Andy Pettitte had a 2008 to forget. He went 14-14 with 4.54 ERA. While he reached 204 innings, he gave up more hits than innings pitched and had his worst season since the Yanks nearly traded him in 1999.
Despite this poor showing, the Yankees wanted to bring Andy Pettitte back for 2009. While Pettitte wouldn’t be making the same $16 million, many thought Pettitte could become the 2009 version of Mike Mussina. In other words, he would be the old pitcher at the end of his career who could use his smarts to reinvent himself and still get outs. The only problem is that what Mike Mussina did in 2008 was not the norm, and so far, Andy Pettitte hasn’t been this year’s version of last year’s Moose.

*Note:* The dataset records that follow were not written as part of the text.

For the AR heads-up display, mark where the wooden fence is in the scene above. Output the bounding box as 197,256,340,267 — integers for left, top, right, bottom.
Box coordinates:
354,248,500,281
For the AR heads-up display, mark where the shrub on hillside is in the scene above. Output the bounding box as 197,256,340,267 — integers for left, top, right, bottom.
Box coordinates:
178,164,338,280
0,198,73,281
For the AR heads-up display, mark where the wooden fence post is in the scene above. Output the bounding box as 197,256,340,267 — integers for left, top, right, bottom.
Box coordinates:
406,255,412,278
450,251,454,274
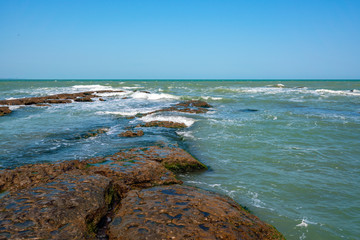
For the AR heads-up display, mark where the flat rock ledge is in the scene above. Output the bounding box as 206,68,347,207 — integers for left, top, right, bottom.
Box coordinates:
0,146,284,239
0,107,11,116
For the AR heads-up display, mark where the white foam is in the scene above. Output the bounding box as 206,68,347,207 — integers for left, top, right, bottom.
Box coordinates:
201,96,223,101
96,91,131,97
7,105,25,111
132,92,180,100
296,219,308,227
141,114,196,127
176,131,195,139
96,111,139,116
248,191,265,208
123,87,143,89
72,84,113,91
267,83,285,88
315,89,360,96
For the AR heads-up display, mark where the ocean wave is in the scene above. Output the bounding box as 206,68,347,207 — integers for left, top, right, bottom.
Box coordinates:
72,84,113,91
141,114,196,127
96,108,155,116
131,92,180,100
212,85,360,97
176,131,195,139
315,89,360,96
296,219,308,227
96,91,132,97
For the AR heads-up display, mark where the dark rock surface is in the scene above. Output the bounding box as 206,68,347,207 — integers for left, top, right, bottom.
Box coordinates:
0,171,112,239
176,100,212,108
119,130,144,137
0,107,11,116
137,121,186,128
113,146,207,172
0,146,283,239
108,185,284,240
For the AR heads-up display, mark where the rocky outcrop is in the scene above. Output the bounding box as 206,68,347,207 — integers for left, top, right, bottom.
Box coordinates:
118,130,144,137
136,121,186,128
0,171,114,239
0,107,11,116
111,146,207,172
0,146,283,239
176,100,212,108
75,128,109,139
108,185,284,240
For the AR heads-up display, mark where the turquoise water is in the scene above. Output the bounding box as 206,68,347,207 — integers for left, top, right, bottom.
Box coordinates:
0,80,360,239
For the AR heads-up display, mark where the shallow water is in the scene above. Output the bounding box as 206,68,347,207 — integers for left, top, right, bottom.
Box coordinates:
0,80,360,239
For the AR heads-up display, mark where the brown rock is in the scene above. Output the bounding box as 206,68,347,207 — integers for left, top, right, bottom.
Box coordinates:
137,121,187,128
87,158,181,189
44,99,72,104
176,100,212,108
113,146,207,172
0,171,115,239
0,160,86,192
75,95,93,102
36,103,51,107
75,128,109,139
0,107,11,116
108,185,285,240
118,130,144,137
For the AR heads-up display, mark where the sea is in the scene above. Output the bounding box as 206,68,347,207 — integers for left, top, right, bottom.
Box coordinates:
0,79,360,240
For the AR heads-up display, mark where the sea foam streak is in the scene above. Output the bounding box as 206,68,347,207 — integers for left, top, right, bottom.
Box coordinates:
72,84,113,91
141,115,196,127
132,92,180,100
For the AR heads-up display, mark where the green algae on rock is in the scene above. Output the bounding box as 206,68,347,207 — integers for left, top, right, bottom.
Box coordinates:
0,107,11,116
108,185,284,240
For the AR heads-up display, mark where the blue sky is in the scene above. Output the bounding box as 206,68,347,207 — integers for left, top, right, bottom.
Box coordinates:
0,0,360,79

Yesterday afternoon, Pettitte proved that point. He labored through five innings, giving up five earned runs on 12 hits and a walk. He put runners on base every inning and couldn’t get anyone out with a fastball averaging under 89 miles per hour. In the end, Fernando Nieve shut down the Yankee offense as well, and the team lost 6-2. With a Boston drubbing of Philadelphia, the team fell to three games out of first, clinging to the Wild Card lead but slipping in the East.
To me, it’s that fastball that really drives home the point. Andy Pettitte no longer has a fastball — cutter, four-seamer, two-seamer, whatever it is — that gets Major League hitters out, and yet, he throws it far too often. Yesterday, Pettitte broke 90 on three pitches, all of them in the first. He started the game throwing around 90 and left the game throwing around 88.

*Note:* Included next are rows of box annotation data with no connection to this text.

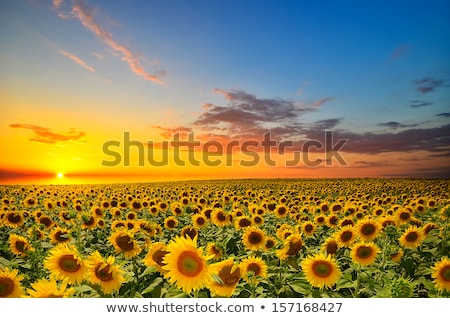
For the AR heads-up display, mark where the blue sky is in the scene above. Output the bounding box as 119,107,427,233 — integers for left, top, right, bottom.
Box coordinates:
0,0,450,183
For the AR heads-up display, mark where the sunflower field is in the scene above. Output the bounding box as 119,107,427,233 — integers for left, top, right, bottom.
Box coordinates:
0,179,450,298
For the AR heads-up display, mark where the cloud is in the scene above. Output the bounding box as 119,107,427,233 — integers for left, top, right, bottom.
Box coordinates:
391,44,409,60
413,77,445,94
192,88,333,138
316,124,450,154
409,100,433,108
9,124,86,144
378,121,417,129
52,0,63,10
59,50,95,72
53,0,166,84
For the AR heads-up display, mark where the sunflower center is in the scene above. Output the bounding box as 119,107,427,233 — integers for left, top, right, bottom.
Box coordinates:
327,242,338,254
116,234,134,252
39,216,52,227
439,265,450,283
59,255,81,273
218,265,241,286
356,246,373,259
8,214,22,224
286,238,303,255
177,251,203,277
0,277,14,297
361,224,376,235
95,264,114,282
248,232,263,244
312,261,333,277
239,219,252,227
341,231,353,242
152,250,169,266
400,212,410,221
16,241,26,252
217,212,227,221
405,232,419,242
55,231,69,242
247,263,261,276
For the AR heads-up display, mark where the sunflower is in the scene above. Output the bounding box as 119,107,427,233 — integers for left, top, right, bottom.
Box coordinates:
206,242,223,260
144,242,169,273
276,234,303,260
350,242,380,265
391,250,404,263
234,215,253,230
395,208,412,224
8,234,34,256
191,214,208,229
3,211,24,228
240,255,267,282
431,257,450,291
27,275,75,298
109,230,142,258
44,243,86,284
207,259,241,297
355,218,381,241
242,226,267,251
81,213,97,230
164,216,178,230
322,236,339,255
87,251,125,294
211,208,231,226
274,205,289,218
163,236,210,294
181,225,198,239
314,214,327,225
264,236,277,251
301,254,341,288
37,214,54,229
334,225,356,247
252,214,264,226
398,225,425,248
0,268,24,298
327,213,339,228
302,221,316,236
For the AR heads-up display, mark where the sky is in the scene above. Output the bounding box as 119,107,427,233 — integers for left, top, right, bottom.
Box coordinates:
0,0,450,184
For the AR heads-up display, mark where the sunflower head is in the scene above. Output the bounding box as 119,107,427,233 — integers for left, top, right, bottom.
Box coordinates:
240,255,267,282
208,259,241,297
431,257,450,292
350,242,380,265
163,236,210,294
44,243,86,284
27,275,75,298
242,226,266,251
0,268,24,298
301,254,341,288
87,251,125,294
144,242,169,273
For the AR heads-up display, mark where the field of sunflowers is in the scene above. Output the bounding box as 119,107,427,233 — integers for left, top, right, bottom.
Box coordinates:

Beyond the velocity, though, is the issue of pitch selection. Pettitte just throws too many fastballs. Yesterday, of his 104 pitches, 65 of them were either fastballs or cutters. Even though he threw first-pitch strikes to 18 of 27 batters, it didn’t matter because he was throwing hittable pitches. Meanwhile, when Mike Mussina was at his zenith last year, say on July 23 when he shut out the Twins for eight innings, just 42 of his 105 pitches were fastballs. Mussina was throwing fastballs in breaking ball counts and breaking pitches in fastball counts. Pettitte isn’t keeping anyone off balance.

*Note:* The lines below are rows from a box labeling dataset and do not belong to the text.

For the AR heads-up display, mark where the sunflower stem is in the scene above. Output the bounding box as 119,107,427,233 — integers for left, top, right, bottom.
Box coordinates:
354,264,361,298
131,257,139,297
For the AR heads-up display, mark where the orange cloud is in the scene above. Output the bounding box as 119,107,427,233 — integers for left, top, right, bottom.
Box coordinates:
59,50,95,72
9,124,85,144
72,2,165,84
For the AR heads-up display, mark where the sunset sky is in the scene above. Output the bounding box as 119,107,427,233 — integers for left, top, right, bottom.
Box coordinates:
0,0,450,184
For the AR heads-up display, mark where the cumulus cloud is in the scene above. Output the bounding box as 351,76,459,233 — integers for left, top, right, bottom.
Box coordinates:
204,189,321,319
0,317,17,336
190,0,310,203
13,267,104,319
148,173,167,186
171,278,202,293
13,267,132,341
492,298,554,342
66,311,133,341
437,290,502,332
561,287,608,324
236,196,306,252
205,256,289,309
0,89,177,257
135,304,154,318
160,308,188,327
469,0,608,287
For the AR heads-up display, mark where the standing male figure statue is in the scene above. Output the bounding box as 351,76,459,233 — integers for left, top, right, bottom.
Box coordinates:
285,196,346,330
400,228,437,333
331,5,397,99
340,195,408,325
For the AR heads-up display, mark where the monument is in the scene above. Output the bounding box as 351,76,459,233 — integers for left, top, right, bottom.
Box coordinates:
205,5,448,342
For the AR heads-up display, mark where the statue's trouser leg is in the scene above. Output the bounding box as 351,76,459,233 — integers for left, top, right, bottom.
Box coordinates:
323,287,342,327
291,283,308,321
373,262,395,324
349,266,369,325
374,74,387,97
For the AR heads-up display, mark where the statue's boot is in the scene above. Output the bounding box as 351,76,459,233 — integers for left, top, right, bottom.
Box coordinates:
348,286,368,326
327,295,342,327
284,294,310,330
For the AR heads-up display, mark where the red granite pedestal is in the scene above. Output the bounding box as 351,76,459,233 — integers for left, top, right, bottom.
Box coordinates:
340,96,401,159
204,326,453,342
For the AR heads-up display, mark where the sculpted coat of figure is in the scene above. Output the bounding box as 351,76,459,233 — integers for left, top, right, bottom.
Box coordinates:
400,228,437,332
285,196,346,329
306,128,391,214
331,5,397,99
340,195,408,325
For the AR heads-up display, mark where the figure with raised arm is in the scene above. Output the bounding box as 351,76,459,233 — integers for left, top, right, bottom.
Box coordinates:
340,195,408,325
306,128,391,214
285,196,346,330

For Pettitte this was just the continuation of a bad run. Over his last four outings, he has thrown 21 innings, giving up 30 hits and 14 walks while pitching to a 5.57 ERA. He throws too many pitches and sports a WHIP of 2.14. He just isn’t going to win many games.
While we can’t talk about yesterday’s game without slamming the offense for a generally pitiful showing against a pitcher who could locate a 94 mile-per-hour fastball, Pettitte never really gave the Yankees a chance. I don’t know what to do about that. The Yankees could use Phil Hughes and Al Aceves in the rotation, but they can’t put Pettitte in the bullpen. They have a guaranteed contract with him and will keep sending him out there every five days. Can we really expect anything better than what he did against the Mets? Without a new approach, the answer is most likely no.